If you want to use the Element UI library for Vue (and you should) then you will quickly find yourself overriding specific styles in order to get it looking just right. They used to offer a tool for copying and generating a custom theme .css file to include in your project. This was a pain because it required another tool dependency to generate it, and that theme was completely isolated from any other styles preprocessors you might be using.
Element used to use CSS custom properties and PostCSS for pre-processing but they have migrated to SCSS now, and this makes it possible for us to tap into their variables if we also use SCSS/Sass in our project.
I have a big file full of variables at src/styles/_settings.scss
- this file gets included at the top of all of my component scss files - and injected into each Vue scss style block in any single file components that use the lang="scss"
attribute. This settings file is where I set up my color palette and create all my global variables that get used throughout the rest of the project.
Instructions
First of all it's important to note that you should not import the element-ui theme css file directly like they show on the instructions.
// DON'T ADD THIS LINE
import 'element-ui/lib/theme-chalk/index.css';
Instead you will import the scss files one at a time when you need them inside of your own components.

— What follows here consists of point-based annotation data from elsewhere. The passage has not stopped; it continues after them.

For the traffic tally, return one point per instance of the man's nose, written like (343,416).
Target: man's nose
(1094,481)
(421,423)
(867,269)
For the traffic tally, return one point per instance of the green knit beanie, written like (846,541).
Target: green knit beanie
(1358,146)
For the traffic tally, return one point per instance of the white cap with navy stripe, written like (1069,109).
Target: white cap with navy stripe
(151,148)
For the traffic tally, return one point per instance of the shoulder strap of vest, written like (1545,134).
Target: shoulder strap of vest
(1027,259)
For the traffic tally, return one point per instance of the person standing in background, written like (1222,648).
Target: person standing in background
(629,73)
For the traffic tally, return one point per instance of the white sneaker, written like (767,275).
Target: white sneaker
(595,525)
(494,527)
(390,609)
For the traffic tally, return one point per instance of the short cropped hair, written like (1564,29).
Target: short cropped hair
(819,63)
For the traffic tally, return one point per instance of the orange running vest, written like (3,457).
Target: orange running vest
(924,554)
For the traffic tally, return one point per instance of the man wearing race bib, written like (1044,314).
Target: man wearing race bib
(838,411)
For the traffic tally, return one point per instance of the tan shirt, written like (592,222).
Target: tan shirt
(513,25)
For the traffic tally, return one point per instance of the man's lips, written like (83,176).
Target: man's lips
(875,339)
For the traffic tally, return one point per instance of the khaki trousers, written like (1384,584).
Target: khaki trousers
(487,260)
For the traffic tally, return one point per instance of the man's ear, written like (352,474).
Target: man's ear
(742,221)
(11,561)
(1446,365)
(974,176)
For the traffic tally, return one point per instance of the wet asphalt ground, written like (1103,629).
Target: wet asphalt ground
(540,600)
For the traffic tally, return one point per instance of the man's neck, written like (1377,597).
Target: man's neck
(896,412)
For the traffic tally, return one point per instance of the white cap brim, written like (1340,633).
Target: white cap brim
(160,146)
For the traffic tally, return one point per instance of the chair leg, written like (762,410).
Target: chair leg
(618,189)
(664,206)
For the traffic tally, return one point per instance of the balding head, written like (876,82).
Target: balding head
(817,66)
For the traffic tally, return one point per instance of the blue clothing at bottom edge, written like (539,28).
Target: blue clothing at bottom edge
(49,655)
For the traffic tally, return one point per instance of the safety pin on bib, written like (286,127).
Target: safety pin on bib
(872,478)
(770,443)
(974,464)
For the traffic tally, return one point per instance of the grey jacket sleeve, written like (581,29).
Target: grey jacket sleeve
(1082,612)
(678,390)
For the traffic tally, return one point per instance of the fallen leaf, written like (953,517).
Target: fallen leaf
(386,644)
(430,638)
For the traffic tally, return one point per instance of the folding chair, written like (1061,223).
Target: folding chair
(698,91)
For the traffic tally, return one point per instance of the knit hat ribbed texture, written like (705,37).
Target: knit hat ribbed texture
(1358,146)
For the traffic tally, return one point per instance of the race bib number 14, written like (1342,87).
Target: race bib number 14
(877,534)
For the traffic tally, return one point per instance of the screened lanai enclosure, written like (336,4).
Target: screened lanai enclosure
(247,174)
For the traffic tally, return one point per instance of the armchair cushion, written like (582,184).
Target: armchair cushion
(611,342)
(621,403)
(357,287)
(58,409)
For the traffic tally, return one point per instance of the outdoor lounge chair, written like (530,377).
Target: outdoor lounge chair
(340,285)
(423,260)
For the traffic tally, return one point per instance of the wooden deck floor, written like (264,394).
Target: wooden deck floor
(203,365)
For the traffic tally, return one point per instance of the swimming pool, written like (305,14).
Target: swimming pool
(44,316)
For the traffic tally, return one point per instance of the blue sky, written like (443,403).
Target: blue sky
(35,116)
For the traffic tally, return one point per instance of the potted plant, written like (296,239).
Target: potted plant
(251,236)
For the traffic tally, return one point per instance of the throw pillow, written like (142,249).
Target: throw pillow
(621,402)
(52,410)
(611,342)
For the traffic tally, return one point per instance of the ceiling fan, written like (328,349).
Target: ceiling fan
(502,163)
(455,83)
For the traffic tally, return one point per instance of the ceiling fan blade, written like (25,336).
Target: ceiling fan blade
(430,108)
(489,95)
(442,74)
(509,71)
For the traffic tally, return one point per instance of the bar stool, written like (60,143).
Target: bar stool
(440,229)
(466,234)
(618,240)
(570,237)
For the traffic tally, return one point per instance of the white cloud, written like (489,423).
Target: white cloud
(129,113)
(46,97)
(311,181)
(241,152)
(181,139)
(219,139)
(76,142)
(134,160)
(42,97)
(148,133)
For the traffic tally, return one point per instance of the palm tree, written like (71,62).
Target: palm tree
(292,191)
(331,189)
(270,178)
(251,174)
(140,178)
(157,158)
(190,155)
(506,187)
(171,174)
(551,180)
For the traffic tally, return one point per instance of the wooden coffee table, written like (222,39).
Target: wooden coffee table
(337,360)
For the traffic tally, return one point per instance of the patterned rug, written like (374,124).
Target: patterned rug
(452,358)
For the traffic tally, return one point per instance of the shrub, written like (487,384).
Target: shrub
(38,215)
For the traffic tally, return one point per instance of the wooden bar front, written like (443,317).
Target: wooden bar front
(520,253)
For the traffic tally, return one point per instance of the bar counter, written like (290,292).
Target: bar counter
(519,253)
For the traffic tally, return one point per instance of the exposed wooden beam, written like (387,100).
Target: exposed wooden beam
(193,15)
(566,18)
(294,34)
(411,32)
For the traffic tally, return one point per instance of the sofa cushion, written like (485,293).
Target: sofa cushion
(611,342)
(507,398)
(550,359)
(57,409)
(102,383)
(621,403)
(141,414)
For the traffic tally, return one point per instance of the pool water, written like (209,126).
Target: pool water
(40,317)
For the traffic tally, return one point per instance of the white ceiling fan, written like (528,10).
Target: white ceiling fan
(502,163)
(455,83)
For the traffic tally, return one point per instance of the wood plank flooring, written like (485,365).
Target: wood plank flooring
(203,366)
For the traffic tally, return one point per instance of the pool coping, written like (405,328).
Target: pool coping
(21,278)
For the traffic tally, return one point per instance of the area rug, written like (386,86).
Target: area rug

Add the following variable definition into your settings file.
$__color-primary: $my-primary-color; // primary color override for Element-UI (underscores are interchangeable with hyphens)
Let's say you are writing a custom "Tabs" component. You are going first import your variables at the top of the file.
@import "../../../styles/settings";
Then import the element-ui scss files.
@import "~element-ui/packages/theme-chalk/src/tabs";
@import "~element-ui/packages/theme-chalk/src/tab-pane";
Then you will need to write your custom tab selectors and tie it to the class names of the tabs the element-ui vue component will be using internally.
.tabs, .el-tabs__nav {
// ...
.tab, .el-tabs__item {
// ...
}
}
Any time you import the element-ui scss files your variables will override their variables. You can see a list of all their theme variables here. When you override their variables you might get a parsing error from scss-lint if you have it installed. You need to change the leading two dashes (after the $
) into underscores. Starting variable names with two dashes is the syntax for css custom properties, but it throws errors in some scss parsers. Luckily underscores and dashes are interchangeable in Sass variable names, for reasons that are now lost to the sands of time.
Top comments (6)
My solution with scss
$--font-path: "~element-ui/packages/theme-chalk/src/fonts";
@import "~element-ui/packages/theme-chalk/src/index";
Declare $--font-path to prevent fonts not found error. Then we can override any variables, classes we want
If you use babel-plugin-component, it looks like it selectively includes the relevant styles from the theme-chalk folder, as long as you import the component itself.
(ie. with the On demand import)
Thanx for the awesome article
Could you tell me why I shouldn't import whole element ui styles, as they suggest all users?
Just want to understand the reason. Thank you again
Simply for modularization. Why ship unused CSS code to your users? The element project went to the trouble of modularizing their source CSS files so I like the idea of trimming my builds down as small as possible. One thing to note is that since we use things that aren't part of the "dist" folder there's no guarantee it will stay in the same place in future versions.
Great article. I found this extremely useful considering how much time I've spent tinkering with the modularity of Element UI.
I just found this article very useful for those who having huge bundle size just like me. Thanks!